Sex, Gewalt, Drogen, Alkohol sind der Treibstoff, um sich aus der deindustrialisierten Tristesse der Eltern heraustragen zu lassen. In vier jeweils zwei Jahre voneinander getrennten Etappen kreuzt man die Schnittpunkte der französischen Klassengesellschaft: die feinen Unterschiede von hohlköpfigen Arztsprösslingen; die Lieferketten des Drogenhandels, mit dem die Söhne der Einwanderer zwischen den Welten, von denen sie in keiner mehr wirklich zuhause sind, ein solide Auskommen zu finden versuchen; oder die Veränderungen in der Arbeitswelt. „Die Fabrik“ ist nur noch der Name einer Kneipe, in der man sich weinerlich oder bösartig darüber hinwegtröstet, dass man sich in Zeiten erkaltender Hochöfen eben als Kleinunternehmer mit Heckenschneiden und Gartenarbeiten über Wasser halten muss.

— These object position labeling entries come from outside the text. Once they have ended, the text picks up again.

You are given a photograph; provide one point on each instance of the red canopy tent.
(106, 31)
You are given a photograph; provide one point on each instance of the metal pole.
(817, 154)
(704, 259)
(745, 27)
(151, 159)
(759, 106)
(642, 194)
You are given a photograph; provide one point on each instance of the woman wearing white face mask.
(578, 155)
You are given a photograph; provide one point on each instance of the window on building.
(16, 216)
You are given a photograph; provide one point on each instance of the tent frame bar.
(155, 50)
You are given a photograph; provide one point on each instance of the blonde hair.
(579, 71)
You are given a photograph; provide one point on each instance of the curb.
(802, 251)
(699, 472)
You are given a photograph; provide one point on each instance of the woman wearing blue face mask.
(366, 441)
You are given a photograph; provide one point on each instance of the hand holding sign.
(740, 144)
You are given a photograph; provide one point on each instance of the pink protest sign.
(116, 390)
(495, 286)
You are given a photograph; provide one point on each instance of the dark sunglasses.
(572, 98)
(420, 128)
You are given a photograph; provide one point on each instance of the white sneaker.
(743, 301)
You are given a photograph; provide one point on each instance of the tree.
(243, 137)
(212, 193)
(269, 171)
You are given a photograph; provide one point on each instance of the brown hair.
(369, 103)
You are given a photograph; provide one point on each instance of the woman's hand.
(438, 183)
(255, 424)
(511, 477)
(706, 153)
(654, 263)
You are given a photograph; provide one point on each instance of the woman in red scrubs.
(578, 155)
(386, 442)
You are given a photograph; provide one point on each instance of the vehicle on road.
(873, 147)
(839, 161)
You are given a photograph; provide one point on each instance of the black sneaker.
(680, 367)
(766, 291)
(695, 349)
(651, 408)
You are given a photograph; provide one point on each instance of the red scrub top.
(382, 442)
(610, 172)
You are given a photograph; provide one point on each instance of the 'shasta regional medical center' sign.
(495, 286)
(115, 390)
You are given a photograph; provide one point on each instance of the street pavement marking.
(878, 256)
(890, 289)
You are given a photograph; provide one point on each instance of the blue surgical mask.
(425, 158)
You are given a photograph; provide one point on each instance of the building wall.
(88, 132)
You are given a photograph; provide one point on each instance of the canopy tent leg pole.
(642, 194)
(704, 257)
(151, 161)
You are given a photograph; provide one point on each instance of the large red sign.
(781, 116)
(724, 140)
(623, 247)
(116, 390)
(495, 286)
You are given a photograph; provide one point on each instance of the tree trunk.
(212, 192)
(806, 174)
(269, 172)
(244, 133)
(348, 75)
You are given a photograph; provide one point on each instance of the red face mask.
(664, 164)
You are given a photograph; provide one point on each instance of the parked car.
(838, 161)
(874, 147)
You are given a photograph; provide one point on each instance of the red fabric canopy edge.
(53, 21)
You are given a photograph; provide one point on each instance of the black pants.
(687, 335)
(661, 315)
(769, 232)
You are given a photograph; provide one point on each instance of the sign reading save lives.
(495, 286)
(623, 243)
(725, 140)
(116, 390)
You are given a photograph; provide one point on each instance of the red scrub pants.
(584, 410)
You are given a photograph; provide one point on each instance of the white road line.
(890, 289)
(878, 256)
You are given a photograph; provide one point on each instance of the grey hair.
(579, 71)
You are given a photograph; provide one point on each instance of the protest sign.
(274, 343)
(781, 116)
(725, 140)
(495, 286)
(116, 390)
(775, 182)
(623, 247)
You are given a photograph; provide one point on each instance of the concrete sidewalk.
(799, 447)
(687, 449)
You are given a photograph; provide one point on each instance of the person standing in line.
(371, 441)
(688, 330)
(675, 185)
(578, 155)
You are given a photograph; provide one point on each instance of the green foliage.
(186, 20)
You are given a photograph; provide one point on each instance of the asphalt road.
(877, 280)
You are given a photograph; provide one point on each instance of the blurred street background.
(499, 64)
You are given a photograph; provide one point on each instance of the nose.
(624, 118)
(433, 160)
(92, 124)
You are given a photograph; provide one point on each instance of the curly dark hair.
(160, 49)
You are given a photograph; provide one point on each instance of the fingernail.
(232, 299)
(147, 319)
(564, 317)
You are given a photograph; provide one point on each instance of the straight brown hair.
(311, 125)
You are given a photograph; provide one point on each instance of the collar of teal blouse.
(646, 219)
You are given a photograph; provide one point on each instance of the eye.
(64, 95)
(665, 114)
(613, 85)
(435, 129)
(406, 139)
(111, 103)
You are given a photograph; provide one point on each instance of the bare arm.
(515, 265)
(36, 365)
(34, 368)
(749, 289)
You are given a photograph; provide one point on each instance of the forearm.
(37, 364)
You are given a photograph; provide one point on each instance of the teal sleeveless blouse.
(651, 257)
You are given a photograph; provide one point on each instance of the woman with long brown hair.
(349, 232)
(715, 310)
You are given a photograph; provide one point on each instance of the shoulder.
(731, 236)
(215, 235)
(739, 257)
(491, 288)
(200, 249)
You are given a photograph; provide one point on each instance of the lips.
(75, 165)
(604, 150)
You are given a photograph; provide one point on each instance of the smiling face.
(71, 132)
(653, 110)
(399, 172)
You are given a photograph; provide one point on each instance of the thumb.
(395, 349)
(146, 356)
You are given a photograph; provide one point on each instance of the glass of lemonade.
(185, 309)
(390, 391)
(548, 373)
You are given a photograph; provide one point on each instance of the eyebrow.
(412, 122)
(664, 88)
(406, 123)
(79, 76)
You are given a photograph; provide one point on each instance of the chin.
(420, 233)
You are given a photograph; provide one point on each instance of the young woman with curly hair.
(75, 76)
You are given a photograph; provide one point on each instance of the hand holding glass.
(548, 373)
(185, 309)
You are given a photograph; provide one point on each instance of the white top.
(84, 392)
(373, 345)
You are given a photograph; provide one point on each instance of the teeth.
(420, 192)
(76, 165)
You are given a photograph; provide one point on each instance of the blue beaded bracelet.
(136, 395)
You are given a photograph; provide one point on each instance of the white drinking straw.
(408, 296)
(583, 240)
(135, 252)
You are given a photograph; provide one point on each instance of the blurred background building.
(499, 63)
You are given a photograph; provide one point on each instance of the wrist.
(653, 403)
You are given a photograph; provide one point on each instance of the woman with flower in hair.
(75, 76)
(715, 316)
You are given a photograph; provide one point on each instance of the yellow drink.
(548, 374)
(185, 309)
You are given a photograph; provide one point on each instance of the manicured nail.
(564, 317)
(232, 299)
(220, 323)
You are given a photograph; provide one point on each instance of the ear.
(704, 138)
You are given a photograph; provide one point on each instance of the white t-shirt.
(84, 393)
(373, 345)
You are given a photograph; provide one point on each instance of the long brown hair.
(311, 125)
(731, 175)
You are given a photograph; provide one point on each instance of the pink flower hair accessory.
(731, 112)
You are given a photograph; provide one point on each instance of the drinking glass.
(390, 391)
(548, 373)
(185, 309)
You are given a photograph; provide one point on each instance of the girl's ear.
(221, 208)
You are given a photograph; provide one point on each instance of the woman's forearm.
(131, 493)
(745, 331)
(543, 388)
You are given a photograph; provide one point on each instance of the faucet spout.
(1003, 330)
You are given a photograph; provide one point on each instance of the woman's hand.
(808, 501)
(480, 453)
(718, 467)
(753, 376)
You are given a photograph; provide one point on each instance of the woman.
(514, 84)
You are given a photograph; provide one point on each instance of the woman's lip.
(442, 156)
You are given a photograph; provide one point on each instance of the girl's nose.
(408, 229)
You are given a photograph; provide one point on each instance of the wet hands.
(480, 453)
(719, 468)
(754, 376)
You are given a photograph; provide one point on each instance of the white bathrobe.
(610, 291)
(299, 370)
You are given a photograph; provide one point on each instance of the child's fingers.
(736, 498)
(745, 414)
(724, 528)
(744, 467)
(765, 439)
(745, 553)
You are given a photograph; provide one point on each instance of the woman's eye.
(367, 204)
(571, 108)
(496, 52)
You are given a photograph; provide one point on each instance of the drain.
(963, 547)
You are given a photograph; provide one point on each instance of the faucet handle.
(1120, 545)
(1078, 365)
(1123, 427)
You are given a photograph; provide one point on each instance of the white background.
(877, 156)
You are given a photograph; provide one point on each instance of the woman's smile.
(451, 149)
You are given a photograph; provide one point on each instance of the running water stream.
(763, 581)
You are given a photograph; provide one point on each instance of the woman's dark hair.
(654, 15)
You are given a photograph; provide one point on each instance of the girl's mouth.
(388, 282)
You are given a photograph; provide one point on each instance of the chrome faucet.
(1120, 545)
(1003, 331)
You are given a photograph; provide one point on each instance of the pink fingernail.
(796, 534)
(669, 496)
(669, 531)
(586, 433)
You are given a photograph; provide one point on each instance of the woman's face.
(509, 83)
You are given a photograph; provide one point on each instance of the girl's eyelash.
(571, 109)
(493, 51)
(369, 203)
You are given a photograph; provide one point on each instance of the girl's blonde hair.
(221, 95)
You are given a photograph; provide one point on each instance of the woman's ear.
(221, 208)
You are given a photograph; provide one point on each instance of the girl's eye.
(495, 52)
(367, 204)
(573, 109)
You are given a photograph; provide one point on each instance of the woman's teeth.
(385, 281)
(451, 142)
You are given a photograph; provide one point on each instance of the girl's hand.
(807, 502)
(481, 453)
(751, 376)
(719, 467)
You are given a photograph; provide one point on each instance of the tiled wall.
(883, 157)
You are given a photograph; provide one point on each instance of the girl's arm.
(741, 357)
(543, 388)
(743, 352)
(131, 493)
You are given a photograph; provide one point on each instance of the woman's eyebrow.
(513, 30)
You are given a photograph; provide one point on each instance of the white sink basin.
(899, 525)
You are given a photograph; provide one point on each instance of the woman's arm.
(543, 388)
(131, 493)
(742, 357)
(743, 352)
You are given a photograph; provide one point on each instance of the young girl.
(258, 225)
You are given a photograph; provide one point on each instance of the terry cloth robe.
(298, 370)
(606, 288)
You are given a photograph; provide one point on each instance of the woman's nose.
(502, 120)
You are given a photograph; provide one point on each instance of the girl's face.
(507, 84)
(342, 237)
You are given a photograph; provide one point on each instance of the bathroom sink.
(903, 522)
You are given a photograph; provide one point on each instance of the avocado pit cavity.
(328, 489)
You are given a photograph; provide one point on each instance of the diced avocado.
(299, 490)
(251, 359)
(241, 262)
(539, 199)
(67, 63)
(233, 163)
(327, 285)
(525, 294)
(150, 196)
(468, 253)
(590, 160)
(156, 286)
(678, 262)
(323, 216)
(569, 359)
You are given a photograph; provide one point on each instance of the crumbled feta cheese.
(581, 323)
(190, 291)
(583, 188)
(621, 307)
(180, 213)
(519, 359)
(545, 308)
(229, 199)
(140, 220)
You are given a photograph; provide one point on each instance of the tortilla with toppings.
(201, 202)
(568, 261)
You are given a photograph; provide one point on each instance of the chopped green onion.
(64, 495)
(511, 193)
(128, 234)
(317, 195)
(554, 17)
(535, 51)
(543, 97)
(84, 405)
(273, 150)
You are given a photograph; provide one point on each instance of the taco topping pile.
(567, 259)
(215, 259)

Vom Teenager zum Wutbürger

Es ist heute ein eigener Sport, seine waghalsigen Manöver gegen die Eintönigkeit des Lebens, welcher Art sie auch seien, mit einer Helmkamera aufzuzeichnen. Und vermutlich hätte sich heute auch der junge Anthony so ein Ding aufgeschraubt, um den Glücksrausch der Geschwindigkeit festzuhalten. Doch in den Jahren, in denen er durch die ostfranzösische Provinz brettert, gehören die digitalen Daseinsverstärker noch nicht zum Standard. Statt einer Helmkamera hat Anthony einen Erzähler an seiner Seite, der ihm vorbehaltlos und unbestechlich durch das Dickicht seines Erlebens folgt. „Unter seinen Händen das aufgeregte Beben des Motors, dieses explosive Gefühl, der höllische Lärm, der köstliche Duft der Abgase.“

Nicholas Mathieu, 1978 in Lothringen geboren und damit etwa so alt wie Anthony, führt seine Figuren nicht vor, um an ihnen Erkenntnisse über die kleine freudlose Welt der Abgehängten zu demonstrieren. Sie sind keine Objekte kritischer Neugier, sondern Subjekte, aus deren Perspektive die Dinge eben anders aussehen als in den kultivierten Zonen, in denen man sich paternalistisch den Kopf zerbricht, was hier nur falsch gelaufen ist.

Der Roman liefert die Vorgeschichte, zu jenen gesellschaftlichen Verwandlungen, die nicht nur Frankreich gerade umtreiben. Ein Verwandter Anthonys wird zu Grabe getragen, dessen Leben die wirtschaftliche Geschichte der Gegend widerspiegelt. Zu seiner Beerdigung kommen auch die einstigen Kollegen aus dem Maghreb, die an seiner Seite geschuftet haben, ohne je wirklich dazuzugehören. Sie erweisen ihm die letzte Ehre. Er war Arbeiter, Gewerkschafter – zuletzt klebte er Plakate für jene Partei, die damals noch Front National hieß.

Auch heute trägt Anthony wohl keine Helmkamera, aber möglicherweise eine gelbe Weste. Er wird seine Frustration und seinen Hass auf andere Weise abreagieren als sein Vater - und ihm vermutlich doch immer ähnlicher geworden sein. Ohne Voyeurismus, Häme oder Selbstgerechtigkeit hält Nicholas Mathieus so melancholischer wie fesselnder Roman das Panorama einer Gesellschaft zwischen Abstieg und Selbstbehauptung fest. Und mögen die Bewohner dieses Hinterlandes der Gewöhnlichkeit von ihrem Leben desillusioniert sein – als Stoff für einen großen Roman taugt es allemal.

Nicolas Mathieu: Wie später ihre Kinder. Roman. Übersetzt von Lena Müller und André Hansen. Hanser Berlin. 445 Seiten, 24 Euro.